Build Fraud Control Into Your Policies

Healthcare Fraud Control Articles

When we create healthcare policy, we spend months thinking about how the policy will change the behavior of providers and patients. Ninety-nine percent of the time we’re thinking about honest providers and patients. But what about the people who aren’t honest? Are we handing them an easy opportunity for fraud?

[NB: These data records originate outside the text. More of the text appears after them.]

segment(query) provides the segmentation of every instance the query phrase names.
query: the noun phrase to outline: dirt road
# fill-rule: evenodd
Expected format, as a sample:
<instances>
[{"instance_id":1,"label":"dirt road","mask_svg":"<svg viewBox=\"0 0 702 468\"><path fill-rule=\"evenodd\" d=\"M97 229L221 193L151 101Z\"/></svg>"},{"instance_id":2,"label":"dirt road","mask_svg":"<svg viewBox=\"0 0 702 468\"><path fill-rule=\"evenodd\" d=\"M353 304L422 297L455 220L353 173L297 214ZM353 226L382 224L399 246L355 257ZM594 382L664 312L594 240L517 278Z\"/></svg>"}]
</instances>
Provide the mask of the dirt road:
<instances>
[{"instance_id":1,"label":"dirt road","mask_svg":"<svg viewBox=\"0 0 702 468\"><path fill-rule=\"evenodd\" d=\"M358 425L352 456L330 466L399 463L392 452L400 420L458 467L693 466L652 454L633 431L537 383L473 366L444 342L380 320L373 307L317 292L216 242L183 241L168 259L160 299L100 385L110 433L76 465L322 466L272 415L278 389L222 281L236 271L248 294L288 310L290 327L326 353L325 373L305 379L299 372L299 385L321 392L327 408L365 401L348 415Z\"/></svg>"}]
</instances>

When we make policy, we may not be thinking about fraud, but I guarantee that some unscrupulous providers and patients are. From the moment our new policies are enacted, somebody starts scamming the new system. It may take us months or years to figure out the scam, by which time, the fraudsters have moved on to new scams. If we think about fraud before we implement new policies, we can avoid much of this problem.

New policies increase our risk of fraud, because they create new loopholes, and disrupt current payment and utilization patterns. If you see a spike in spending after a policy change, it might be hard to tell whether it was an intended result of the change or the result of a scam.

Even policies that are intended to curb fraud and abuse can result in a shift of abusive behavior or even an increase in abuse. For example, if you find that some providers have been prescribing a drug without treating the patient for a diagnosis that requires the drug, you may decide to require prior authorization for the drug.

How are you going to measure the effectiveness of this policy? As soon as you announce the new rule, physicians who were cheating are going to realize that they better bill for office visits that substantiate the patient’s need for the drug (and your policy probably told them exactly how to do it). Now fraudsters look just like legitimate providers, and you are paying more than you were without the policy. Your prior authorization team has more work to do, and legitimate providers have to jump through extra hoops. But if you’re only measuring the amount paid for prescriptions without a supporting diagnosis, it looks like the policy was a success.

So how do you protect yourself? Have your fraud experts review new policies to find loopholes and incentives for fraud. You can either alter the policy to avoid the problems or create measures, surveys, claims edits and procedures to catch the fraud before it happens.